Creating Hugging Face Deployments
Deploying Hugging Face models generally follows the steps outlined in Create a Deployment. However, there are additional configuration steps specific to Hugging Face models. In this article, we will highlight only the parts unique to Hugging Face Deployments.
Hugging Face model deployments are still experimental.
Prerequisites
You added a Repository that adheres to the requirements.
We can create reference.json for model in one of the two formats.
Include a Blob URL reference, as illustrated in this example:
{
"reference": {
"blob": {
"url": "s3://path-to-model"
}
}
}
Include a huggingface model_id for open source non authorization model for deployment.
{
"reference": {
"huggingface": {
"model": "bigscience/bloom-560m"
}
}
}
Currently private models or model which need approval can only be deployed using blob.

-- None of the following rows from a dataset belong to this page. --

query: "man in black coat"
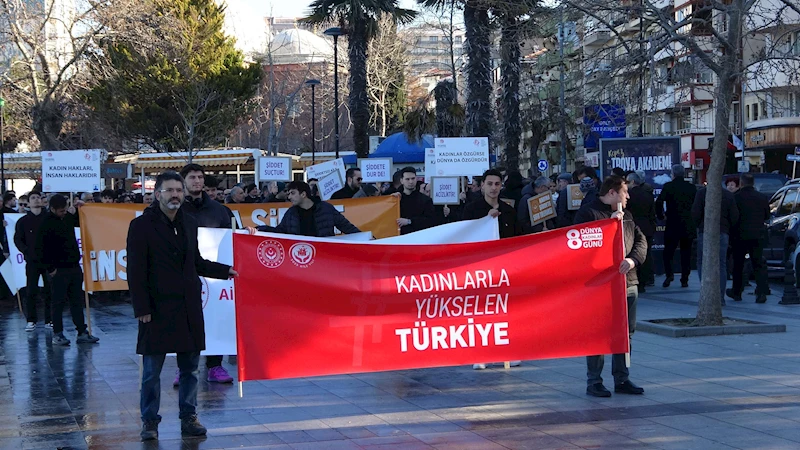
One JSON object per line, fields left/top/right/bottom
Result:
{"left": 396, "top": 167, "right": 435, "bottom": 235}
{"left": 330, "top": 168, "right": 362, "bottom": 199}
{"left": 127, "top": 171, "right": 236, "bottom": 441}
{"left": 692, "top": 183, "right": 740, "bottom": 305}
{"left": 727, "top": 173, "right": 769, "bottom": 303}
{"left": 656, "top": 164, "right": 697, "bottom": 287}
{"left": 15, "top": 191, "right": 52, "bottom": 330}
{"left": 180, "top": 164, "right": 237, "bottom": 384}
{"left": 35, "top": 194, "right": 99, "bottom": 346}
{"left": 626, "top": 172, "right": 656, "bottom": 291}
{"left": 257, "top": 181, "right": 360, "bottom": 237}
{"left": 517, "top": 176, "right": 555, "bottom": 234}
{"left": 463, "top": 169, "right": 522, "bottom": 239}
{"left": 574, "top": 175, "right": 648, "bottom": 398}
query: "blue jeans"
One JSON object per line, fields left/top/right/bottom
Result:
{"left": 587, "top": 286, "right": 638, "bottom": 386}
{"left": 140, "top": 352, "right": 200, "bottom": 422}
{"left": 697, "top": 232, "right": 729, "bottom": 299}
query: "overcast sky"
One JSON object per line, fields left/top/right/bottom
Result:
{"left": 237, "top": 0, "right": 418, "bottom": 19}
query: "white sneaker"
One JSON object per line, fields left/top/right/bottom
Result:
{"left": 45, "top": 322, "right": 53, "bottom": 329}
{"left": 509, "top": 361, "right": 521, "bottom": 367}
{"left": 473, "top": 363, "right": 487, "bottom": 370}
{"left": 25, "top": 322, "right": 35, "bottom": 332}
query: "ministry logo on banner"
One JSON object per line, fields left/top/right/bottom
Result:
{"left": 290, "top": 243, "right": 315, "bottom": 268}
{"left": 257, "top": 240, "right": 285, "bottom": 268}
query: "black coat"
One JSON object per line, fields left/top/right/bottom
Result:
{"left": 14, "top": 210, "right": 47, "bottom": 262}
{"left": 399, "top": 190, "right": 435, "bottom": 235}
{"left": 555, "top": 187, "right": 576, "bottom": 228}
{"left": 692, "top": 187, "right": 740, "bottom": 236}
{"left": 35, "top": 211, "right": 81, "bottom": 273}
{"left": 127, "top": 203, "right": 231, "bottom": 355}
{"left": 656, "top": 178, "right": 697, "bottom": 238}
{"left": 733, "top": 185, "right": 769, "bottom": 241}
{"left": 573, "top": 199, "right": 648, "bottom": 287}
{"left": 257, "top": 199, "right": 360, "bottom": 236}
{"left": 627, "top": 184, "right": 656, "bottom": 237}
{"left": 330, "top": 184, "right": 359, "bottom": 199}
{"left": 182, "top": 192, "right": 235, "bottom": 229}
{"left": 462, "top": 197, "right": 522, "bottom": 239}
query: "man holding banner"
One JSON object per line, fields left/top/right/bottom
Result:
{"left": 127, "top": 171, "right": 238, "bottom": 441}
{"left": 257, "top": 181, "right": 360, "bottom": 237}
{"left": 463, "top": 169, "right": 522, "bottom": 239}
{"left": 574, "top": 175, "right": 647, "bottom": 397}
{"left": 397, "top": 167, "right": 435, "bottom": 235}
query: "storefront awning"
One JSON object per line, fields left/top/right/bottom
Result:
{"left": 115, "top": 149, "right": 260, "bottom": 170}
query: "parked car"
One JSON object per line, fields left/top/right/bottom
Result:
{"left": 766, "top": 182, "right": 800, "bottom": 273}
{"left": 723, "top": 173, "right": 788, "bottom": 199}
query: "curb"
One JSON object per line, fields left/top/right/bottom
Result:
{"left": 637, "top": 318, "right": 786, "bottom": 337}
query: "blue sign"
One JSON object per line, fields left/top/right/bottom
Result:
{"left": 537, "top": 160, "right": 548, "bottom": 171}
{"left": 584, "top": 104, "right": 626, "bottom": 149}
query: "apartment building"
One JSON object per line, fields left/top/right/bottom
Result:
{"left": 403, "top": 26, "right": 466, "bottom": 90}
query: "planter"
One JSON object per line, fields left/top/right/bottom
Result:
{"left": 637, "top": 317, "right": 786, "bottom": 338}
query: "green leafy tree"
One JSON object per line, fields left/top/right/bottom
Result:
{"left": 301, "top": 0, "right": 416, "bottom": 157}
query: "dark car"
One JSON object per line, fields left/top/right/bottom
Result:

The deployment steps follows the usual approach with few distinct options specific to Hugging Face models. These are listed below.
Model
Select Hugging Face in the Model framework dropdown.
Explainer
For text-to-text generation and text generation type models we provide two standard explainers; saliency and attention. See saliency and attention in standard explainers. To use these explainers, select Standard explainer and choose an option in the Explainer framework dropdown.
Inferencing
Based on type of huggingface model that is needed to be deployed, different api endpoints needs to be used to make requests. If your model is a generative text model or an embedding model the inference cannot be made at /predict or /explain endpoints. More info below:
- For generative models such as microsoft/phi2 the inference can only be made on /completions and /chat/completions endpoint.

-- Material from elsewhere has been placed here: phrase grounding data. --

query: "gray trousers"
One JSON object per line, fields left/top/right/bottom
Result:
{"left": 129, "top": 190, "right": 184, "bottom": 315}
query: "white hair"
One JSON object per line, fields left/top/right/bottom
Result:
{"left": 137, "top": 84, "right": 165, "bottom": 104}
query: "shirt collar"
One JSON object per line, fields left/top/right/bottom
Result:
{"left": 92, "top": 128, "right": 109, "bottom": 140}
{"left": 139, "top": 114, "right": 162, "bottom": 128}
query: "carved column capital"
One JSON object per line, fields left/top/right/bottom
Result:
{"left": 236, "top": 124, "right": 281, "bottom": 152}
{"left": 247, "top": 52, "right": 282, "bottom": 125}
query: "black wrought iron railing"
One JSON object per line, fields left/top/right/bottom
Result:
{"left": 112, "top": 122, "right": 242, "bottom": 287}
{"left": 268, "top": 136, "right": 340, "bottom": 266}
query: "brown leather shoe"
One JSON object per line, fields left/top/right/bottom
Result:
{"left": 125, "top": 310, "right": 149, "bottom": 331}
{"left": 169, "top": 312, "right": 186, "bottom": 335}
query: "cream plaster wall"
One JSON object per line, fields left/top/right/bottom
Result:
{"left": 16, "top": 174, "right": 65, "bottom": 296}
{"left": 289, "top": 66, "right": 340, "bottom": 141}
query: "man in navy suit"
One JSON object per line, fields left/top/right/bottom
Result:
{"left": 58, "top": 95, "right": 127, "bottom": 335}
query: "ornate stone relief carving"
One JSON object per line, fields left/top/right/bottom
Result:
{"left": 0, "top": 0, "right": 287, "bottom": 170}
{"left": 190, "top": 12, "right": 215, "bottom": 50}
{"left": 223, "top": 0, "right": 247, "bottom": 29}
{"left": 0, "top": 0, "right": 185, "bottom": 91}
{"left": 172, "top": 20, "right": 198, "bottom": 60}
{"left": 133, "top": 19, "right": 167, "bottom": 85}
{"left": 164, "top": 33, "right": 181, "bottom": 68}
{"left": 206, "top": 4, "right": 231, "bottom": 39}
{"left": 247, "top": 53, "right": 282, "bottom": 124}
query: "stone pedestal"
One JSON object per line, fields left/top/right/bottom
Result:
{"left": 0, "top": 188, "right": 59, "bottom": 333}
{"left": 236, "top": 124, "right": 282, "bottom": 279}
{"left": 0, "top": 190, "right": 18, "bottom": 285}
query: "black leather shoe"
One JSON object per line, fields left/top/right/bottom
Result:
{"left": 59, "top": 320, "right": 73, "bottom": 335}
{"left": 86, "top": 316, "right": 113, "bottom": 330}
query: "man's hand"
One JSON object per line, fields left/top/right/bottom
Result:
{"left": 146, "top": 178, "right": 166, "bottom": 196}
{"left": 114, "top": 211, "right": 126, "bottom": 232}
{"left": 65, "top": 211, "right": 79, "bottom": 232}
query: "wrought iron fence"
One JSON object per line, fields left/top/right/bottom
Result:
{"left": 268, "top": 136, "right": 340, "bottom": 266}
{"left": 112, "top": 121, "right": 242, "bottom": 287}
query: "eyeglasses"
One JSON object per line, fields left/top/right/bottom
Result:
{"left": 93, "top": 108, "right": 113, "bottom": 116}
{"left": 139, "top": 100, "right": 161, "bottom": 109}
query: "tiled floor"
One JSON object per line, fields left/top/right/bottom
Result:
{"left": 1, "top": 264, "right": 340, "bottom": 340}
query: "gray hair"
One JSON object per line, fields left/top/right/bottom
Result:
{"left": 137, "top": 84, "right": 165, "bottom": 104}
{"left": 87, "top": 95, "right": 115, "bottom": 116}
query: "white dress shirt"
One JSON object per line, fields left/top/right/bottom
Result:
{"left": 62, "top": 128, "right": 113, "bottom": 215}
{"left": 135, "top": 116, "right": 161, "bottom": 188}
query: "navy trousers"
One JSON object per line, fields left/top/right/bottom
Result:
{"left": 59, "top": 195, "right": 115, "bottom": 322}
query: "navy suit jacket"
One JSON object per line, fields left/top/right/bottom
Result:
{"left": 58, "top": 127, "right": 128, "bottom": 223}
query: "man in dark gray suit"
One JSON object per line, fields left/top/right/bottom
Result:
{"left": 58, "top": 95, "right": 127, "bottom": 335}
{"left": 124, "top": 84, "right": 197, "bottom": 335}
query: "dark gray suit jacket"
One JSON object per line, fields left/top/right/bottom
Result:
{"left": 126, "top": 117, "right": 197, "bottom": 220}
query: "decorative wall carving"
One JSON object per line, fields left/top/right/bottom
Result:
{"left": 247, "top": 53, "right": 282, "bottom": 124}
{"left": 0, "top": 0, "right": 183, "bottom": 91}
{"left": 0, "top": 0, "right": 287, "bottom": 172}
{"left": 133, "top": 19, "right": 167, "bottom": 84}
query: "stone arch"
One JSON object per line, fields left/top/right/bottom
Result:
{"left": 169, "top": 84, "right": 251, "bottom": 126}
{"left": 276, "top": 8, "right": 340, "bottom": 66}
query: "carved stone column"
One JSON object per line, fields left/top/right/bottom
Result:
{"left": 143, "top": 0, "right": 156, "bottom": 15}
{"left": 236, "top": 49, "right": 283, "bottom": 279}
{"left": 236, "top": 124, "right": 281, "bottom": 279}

- For embedding models inference can be made only on /embeddings endpoint.
- For other models the inferencing is done /predict.

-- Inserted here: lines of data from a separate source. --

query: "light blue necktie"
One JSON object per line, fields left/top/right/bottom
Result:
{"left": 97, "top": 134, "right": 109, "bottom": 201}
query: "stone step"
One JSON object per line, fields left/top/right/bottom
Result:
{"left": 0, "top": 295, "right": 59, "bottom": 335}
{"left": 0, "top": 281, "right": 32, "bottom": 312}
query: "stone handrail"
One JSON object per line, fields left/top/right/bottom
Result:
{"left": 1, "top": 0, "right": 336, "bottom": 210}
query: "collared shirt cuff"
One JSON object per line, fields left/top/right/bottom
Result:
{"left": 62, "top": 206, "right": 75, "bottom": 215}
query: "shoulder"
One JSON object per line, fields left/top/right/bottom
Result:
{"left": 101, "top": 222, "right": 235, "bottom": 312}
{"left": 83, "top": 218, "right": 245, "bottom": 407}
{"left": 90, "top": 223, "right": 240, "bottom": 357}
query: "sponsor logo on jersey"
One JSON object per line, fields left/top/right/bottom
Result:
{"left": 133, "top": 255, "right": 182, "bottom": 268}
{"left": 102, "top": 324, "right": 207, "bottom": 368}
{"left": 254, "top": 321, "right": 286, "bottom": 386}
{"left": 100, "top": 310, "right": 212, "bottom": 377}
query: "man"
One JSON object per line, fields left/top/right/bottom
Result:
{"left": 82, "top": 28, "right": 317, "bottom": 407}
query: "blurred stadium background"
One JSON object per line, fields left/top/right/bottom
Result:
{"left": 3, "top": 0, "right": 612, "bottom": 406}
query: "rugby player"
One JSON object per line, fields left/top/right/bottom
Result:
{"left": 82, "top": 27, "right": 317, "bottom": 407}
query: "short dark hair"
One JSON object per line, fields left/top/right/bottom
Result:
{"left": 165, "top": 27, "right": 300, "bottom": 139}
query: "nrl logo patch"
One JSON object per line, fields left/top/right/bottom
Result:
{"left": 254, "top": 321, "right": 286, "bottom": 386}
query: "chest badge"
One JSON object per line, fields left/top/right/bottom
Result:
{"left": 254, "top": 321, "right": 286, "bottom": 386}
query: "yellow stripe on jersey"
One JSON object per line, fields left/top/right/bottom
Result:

Model type is infered from the model itself. In case it fails to do so you can specify model argument to state task
{
"task": "table_question_answering" | "question_answering" | "token_classification" |
"sequence_classification" | "fill_mask" | "text_generation" | "text2text_generation" |
"multiple_choice" | "text_embedding"
}
When standard explainer is deployed with hugging face generative models. Explanations is only possible at /completions and can be obtained passing "explain": true in request body.